The first two articles in this series dealt with identifying and encouraging safety leaders. Now we will look at ways your workplace can support safety leaders, and implement a safety management system.

Western Australia’s Department of Mines, Industry Regulations and Safety suggests the following strategies to further develop safety leadership and to encourage all levels of the management team to show their commitment to a safe workplace through their actions as well as their words. Ways to do this include:

  • Chairing safety meetings.
  • Taking responsibility for maintaining the safety management system (SMS) by participating in risk assessments and incident investigations to ensure the system is reviewed and updated as required.
  • Being involved in reviews and training.
  • Taking time to talk with work teams in both formal (e.g. site inspection) and informal (e.g. lunch break) settings about their safety and health experiences.
  • Setting an example at all times by paying attention at inductions, following all safety procedures, asking when unsure, and using the correct personal protective equipment (PPE) and clothing.


Encourage people to take personal responsibility for safety by consulting with site groups such as senior, middle and front-line management, and workers to set commonly accepted safety and health expectations linked to clear goals within the control of that group.

Raise awareness and promote the exchange of ideas by:

  • Providing safety leadership training so that safety leadership becomes a corporate value.
  • Providing appropriate risk management training so that leaders are more knowledgeable about safety and health on their operations, and have a common language with line management.


So how does an organisation ensure a robust risk or safety management system? What procedures should be included? Consider these aspects of systems and monitoring:

  • Preventive maintenance.
  • Operation procedures.
  • Inspections.
  • Permit-to-work systems.
  • Safety talks.
  • Safety committees.
  • Risk assessments.
  • Near-miss reporting.
  • Training.
  • Management of change.
  • Risk management plans.


Ensure that the organisation does not foster a ‘blame the victim’ culture. Incidents and near-misses are unlikely to be reported when there are negative connotations for those involved. If the workforce trusts the system, individuals will be more likely to report accidents, safety hazards, violations, and incidents. In fact, there is likely to be an increased rate of reporting of defects, unsafe conditions and unsafe practices as the improved systems become embedded in the organisational culture.

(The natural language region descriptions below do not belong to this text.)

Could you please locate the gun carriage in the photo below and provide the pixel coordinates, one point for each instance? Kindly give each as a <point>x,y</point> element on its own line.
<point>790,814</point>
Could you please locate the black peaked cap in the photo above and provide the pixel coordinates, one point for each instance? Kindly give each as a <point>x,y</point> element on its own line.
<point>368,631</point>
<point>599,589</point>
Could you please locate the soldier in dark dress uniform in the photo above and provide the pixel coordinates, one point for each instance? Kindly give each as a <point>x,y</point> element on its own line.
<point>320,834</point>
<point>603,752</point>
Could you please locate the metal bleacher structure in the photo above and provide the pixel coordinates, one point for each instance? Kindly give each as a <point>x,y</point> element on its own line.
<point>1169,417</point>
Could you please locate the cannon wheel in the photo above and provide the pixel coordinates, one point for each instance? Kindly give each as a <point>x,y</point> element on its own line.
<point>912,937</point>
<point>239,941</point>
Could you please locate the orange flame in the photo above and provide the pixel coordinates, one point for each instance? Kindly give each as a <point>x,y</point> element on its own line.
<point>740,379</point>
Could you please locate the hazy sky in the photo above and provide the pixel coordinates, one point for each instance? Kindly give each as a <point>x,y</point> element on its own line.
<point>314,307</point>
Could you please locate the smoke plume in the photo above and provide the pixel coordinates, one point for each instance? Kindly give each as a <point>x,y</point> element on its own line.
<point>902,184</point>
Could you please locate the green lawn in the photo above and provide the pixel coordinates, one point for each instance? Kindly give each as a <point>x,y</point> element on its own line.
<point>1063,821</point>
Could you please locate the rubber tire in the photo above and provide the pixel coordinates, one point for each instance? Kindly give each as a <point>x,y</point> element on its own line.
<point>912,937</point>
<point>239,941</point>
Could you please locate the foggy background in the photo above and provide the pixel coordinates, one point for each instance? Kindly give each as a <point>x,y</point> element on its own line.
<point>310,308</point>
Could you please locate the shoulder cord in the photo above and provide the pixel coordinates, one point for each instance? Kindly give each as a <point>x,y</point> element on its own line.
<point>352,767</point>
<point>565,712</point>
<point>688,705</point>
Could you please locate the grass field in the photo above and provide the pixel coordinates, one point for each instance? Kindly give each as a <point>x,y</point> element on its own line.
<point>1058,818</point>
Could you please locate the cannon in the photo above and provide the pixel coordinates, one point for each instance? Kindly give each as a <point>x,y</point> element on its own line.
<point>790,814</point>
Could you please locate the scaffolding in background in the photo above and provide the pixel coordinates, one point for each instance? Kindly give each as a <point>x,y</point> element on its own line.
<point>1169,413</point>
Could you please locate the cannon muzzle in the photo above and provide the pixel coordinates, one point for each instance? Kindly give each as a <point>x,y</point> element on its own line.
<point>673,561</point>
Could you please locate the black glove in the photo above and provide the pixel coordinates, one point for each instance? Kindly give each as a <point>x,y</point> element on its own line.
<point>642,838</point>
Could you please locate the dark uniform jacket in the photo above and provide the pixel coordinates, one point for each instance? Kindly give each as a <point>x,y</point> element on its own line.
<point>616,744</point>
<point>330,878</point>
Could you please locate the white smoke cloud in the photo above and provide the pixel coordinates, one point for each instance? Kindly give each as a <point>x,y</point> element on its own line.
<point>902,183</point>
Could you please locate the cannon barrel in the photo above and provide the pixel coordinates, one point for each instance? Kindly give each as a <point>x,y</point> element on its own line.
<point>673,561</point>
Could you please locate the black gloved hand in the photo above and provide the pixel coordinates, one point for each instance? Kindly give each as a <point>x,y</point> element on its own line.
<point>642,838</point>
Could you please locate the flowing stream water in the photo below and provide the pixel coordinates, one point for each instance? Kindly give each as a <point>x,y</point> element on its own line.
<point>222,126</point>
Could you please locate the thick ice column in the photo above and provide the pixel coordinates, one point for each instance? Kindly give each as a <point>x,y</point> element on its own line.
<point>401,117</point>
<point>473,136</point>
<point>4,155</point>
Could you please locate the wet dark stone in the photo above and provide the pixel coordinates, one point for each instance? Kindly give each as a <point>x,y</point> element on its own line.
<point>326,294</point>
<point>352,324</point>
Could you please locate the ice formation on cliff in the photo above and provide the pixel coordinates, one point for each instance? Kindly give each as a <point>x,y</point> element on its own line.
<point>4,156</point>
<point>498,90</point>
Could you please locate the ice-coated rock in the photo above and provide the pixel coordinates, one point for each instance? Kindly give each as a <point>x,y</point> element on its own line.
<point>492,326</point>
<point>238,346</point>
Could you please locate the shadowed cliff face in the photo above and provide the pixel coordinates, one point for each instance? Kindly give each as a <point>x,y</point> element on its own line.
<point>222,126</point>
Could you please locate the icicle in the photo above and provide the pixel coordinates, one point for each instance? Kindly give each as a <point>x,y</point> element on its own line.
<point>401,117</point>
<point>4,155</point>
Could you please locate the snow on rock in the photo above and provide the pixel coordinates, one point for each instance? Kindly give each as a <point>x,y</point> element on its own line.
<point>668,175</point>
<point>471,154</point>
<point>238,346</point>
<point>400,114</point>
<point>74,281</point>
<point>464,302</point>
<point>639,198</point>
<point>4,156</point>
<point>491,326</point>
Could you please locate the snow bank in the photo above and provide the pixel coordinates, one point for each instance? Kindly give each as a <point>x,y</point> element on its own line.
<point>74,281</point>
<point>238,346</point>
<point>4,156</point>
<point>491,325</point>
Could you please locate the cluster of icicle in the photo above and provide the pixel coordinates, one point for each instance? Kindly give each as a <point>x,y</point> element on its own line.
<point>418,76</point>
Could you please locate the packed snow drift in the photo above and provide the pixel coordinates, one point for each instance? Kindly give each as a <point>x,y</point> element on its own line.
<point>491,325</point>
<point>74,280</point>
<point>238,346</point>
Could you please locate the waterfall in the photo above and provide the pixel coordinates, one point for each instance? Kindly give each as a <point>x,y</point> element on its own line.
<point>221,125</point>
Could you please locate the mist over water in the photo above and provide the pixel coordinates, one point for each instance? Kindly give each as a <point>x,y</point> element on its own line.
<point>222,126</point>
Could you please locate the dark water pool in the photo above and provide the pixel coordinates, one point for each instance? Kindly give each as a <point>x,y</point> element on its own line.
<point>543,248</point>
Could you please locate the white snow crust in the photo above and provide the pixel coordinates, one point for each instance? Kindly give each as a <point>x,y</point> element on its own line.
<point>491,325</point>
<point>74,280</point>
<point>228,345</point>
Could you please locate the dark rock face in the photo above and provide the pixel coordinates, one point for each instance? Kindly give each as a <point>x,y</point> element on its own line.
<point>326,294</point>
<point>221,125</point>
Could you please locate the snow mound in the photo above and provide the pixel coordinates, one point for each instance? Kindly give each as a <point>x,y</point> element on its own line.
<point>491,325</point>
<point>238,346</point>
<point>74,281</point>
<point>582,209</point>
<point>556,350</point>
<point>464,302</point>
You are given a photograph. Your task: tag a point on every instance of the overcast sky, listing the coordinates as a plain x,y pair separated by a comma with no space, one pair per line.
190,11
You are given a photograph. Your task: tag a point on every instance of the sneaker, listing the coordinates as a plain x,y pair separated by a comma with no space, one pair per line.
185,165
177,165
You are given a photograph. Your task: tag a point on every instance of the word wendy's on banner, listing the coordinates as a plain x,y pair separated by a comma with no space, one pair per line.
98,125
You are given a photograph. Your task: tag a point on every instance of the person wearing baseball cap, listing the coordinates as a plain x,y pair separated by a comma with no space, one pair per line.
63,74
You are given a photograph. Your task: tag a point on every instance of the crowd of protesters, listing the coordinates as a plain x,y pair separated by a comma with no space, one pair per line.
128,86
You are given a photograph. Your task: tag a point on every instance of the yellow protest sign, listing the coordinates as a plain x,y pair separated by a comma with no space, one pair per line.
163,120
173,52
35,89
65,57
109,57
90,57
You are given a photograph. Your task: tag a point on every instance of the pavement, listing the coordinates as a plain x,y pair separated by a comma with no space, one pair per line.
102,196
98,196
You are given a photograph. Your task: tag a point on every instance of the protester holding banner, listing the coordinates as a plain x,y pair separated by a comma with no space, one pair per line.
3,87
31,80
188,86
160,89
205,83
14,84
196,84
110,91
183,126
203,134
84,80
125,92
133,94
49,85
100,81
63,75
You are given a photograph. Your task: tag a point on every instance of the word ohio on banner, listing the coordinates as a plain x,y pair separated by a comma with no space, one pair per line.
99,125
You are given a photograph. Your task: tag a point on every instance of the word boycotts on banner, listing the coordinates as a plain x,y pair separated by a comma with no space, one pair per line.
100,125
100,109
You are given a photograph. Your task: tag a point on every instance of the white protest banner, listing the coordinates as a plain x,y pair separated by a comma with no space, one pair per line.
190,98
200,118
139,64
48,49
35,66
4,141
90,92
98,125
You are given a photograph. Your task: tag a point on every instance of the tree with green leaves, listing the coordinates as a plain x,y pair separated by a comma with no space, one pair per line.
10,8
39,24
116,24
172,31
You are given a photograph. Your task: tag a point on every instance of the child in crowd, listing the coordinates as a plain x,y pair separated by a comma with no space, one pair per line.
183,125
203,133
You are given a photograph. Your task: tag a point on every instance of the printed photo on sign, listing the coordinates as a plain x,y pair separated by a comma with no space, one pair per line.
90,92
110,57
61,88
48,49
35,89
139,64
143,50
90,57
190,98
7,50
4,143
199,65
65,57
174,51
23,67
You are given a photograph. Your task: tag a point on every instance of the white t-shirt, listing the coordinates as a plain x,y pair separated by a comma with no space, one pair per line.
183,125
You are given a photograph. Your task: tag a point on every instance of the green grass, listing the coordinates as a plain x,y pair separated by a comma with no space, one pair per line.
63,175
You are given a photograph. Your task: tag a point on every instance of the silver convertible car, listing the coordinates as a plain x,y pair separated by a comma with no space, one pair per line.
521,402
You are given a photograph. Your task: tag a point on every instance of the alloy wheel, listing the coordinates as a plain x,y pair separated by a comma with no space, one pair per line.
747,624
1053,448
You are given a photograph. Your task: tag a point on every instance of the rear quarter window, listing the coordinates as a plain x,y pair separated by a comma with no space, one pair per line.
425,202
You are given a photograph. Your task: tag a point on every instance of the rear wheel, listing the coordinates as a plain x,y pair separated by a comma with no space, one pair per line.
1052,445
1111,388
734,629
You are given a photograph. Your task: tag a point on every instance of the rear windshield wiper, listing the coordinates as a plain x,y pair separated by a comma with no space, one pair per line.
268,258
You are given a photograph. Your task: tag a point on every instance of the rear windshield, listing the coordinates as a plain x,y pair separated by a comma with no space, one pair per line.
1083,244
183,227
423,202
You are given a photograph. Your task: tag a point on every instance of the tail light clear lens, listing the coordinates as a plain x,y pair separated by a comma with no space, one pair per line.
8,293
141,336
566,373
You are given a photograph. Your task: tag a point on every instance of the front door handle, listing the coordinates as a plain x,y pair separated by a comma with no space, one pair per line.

Becoming a safety leader is not always an easy choice, particularly when workplace safety has not previously been a priority for the organisation. There may be resistance, opposition or any of a raft of non-compliant behaviours. When faced with such challenges, safety leaders must stand their ground and work smarter with a ‘never give up attitude’ apparent to the resistors. Resistance is often part of the learning curve.

The best safety leaders develop their practices over time, learning from others along the way.




Doug Wright is a transformed survivor of a head-on near-death vehicle collision. Passionate about helping people overcome their innermost fears, especially when recovering from trauma, Doug has survived to share his courageous story … his motto is “never give up”.  Away from his everyday activities, Doug invests his spare time playing his electric guitar, knocking out an eclectic mix of Eagles hits and fishing for coral trout in Airlie Beach, Northern Queensland.